Environment
NetIQ Privileged Account Manager
NetIQ Privileged User Manager
NetIQ Privileged User Manager
Situation
Integration through Identity Injection with NetIQ Access Manager (NAM) isn't working
Unable or can't access PAM with single-sign-on url (SSO)
Unable or can't access PAM with single-sign-on url (SSO)
NAM SSO to PAM Consoles fail
Resolution
Documentation covers the configuration needed when Integrating with NetIQ Access Manager. To integrate Privileged Account Manager with NAM for SSO, please create a protected resource in Access Manager for PAM and a policy for injecting the appropriate custom headers as described below.
Policy Configuration:
The following headers or flags need to be configured for SSO to work. Please inject the following into custom headers.
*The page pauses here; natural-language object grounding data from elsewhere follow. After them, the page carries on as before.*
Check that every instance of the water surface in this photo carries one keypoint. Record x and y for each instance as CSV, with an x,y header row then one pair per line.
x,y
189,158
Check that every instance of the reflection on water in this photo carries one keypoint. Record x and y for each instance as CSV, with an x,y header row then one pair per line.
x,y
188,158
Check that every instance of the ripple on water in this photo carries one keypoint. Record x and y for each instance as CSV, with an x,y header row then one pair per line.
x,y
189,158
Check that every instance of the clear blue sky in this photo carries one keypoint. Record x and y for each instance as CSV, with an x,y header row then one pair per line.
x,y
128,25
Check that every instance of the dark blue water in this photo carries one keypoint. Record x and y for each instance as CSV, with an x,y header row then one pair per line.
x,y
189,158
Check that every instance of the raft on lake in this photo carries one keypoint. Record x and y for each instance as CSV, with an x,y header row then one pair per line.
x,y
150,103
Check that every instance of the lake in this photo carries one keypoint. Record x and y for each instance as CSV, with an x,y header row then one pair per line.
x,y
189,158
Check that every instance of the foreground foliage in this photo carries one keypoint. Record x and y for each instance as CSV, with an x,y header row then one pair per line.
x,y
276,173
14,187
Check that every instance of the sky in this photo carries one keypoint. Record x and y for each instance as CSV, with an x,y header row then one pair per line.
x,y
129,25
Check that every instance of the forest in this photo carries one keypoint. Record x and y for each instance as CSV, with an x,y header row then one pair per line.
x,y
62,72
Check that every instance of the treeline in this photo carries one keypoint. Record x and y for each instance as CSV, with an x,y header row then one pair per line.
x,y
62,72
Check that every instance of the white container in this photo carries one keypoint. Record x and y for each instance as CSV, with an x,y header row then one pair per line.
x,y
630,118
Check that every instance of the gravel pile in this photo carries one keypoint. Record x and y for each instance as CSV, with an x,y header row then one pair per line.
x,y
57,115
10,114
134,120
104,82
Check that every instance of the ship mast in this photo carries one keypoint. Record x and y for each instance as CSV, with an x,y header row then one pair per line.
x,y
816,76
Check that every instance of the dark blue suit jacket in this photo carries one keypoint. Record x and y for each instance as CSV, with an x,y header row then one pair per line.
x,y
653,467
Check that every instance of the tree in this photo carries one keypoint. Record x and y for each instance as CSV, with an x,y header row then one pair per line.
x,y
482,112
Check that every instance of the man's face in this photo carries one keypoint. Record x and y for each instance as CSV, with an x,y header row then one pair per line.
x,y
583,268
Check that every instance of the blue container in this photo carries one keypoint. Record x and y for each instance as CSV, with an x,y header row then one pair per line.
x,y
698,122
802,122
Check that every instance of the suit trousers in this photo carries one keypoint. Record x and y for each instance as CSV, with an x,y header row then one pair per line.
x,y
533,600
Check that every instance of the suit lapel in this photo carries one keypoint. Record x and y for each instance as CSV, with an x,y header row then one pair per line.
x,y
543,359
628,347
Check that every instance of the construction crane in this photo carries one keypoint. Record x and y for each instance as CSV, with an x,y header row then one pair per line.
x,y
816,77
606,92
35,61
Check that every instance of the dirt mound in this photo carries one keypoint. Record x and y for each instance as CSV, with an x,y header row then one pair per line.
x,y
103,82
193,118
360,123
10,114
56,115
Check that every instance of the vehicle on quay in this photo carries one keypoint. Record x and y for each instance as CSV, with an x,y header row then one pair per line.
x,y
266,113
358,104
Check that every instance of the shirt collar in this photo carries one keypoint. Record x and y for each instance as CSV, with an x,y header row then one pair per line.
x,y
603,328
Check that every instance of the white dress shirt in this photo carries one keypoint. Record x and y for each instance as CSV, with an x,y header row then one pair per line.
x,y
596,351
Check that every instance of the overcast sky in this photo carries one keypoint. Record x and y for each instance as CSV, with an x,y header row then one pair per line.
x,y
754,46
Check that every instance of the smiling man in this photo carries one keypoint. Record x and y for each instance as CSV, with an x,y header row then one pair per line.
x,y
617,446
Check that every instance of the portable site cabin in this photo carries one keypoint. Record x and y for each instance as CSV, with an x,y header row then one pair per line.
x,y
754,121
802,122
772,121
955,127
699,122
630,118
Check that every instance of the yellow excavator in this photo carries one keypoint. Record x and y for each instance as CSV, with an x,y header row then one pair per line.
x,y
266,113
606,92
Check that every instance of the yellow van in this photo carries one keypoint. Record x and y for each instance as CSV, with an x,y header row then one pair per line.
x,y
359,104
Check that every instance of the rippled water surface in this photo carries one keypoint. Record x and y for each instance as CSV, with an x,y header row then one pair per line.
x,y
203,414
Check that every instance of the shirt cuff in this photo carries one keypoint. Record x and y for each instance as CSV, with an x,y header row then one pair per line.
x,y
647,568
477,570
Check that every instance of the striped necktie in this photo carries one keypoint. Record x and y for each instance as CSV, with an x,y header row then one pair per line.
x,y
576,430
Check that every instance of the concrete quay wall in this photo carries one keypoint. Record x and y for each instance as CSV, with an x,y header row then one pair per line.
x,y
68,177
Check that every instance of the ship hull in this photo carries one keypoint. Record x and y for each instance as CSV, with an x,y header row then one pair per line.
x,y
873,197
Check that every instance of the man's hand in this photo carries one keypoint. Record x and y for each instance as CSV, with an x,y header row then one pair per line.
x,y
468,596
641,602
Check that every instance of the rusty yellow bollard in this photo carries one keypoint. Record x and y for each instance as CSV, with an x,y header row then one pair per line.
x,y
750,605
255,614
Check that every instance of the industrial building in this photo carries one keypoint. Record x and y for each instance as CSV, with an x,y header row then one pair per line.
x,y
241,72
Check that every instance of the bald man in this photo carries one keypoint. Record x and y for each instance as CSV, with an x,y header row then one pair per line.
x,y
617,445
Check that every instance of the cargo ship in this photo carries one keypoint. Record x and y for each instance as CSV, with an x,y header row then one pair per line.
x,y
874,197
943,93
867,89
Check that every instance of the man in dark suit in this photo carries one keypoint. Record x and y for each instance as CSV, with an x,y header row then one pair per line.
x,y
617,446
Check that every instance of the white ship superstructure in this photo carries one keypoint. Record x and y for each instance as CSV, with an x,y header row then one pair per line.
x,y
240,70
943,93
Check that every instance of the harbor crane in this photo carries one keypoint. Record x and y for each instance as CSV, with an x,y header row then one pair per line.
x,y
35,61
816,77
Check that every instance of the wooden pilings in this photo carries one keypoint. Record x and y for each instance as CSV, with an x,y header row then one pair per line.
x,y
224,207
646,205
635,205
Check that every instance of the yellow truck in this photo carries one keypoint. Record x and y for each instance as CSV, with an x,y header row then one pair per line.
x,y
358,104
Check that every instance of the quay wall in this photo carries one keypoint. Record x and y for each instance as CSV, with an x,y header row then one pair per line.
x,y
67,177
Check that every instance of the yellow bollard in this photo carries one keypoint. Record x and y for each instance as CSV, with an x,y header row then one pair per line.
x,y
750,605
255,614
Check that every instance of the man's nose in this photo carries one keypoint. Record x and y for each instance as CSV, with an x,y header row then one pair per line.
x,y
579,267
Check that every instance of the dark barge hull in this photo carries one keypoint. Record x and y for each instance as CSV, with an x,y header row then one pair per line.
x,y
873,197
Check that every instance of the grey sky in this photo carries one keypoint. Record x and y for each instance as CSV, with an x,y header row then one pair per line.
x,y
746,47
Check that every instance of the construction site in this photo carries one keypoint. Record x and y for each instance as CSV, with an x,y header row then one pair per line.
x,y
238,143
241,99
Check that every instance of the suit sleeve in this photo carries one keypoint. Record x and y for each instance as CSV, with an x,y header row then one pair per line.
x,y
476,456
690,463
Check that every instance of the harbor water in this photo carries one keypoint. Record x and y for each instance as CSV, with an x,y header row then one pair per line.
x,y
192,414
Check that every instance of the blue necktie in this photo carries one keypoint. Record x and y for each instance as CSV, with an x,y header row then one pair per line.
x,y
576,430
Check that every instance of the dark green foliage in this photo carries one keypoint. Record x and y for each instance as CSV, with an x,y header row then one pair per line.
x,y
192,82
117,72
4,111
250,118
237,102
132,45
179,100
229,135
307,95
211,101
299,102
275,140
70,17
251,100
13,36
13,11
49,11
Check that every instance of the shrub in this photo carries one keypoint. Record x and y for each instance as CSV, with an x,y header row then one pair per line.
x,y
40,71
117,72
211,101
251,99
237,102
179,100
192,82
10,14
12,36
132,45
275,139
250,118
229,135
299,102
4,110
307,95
PAM Console (i.e. "/pam"):
https://www.mydomain.com/pam/?sso=1
https://www.mydomain.com/pam/?sso=1
- Set X_PUM_RDP_USER to PAM user.
- Set X_PUM_RDP_PWD to PAM user's password.
PAM Admin Console (i.e. "/"):
https://www.mydomain.com/?sso=1
- Set X_PUM_ADMIN to PAM user name.
- Set X_PUM_PASSWD to PAM user's password.
Additional Information
PAM 3.2 and earlier uses the "MyAccess" User Console (i.e. "/myaccess"):
https://www.mydomain.com/myaccess/index.htm?sso=1
https://www.mydomain.com/myaccess/index.htm?sso=1
- Set X_PUM_RDP_USER to PAM user.
- Set X_PUM_RDP_PWD to PAM user's password.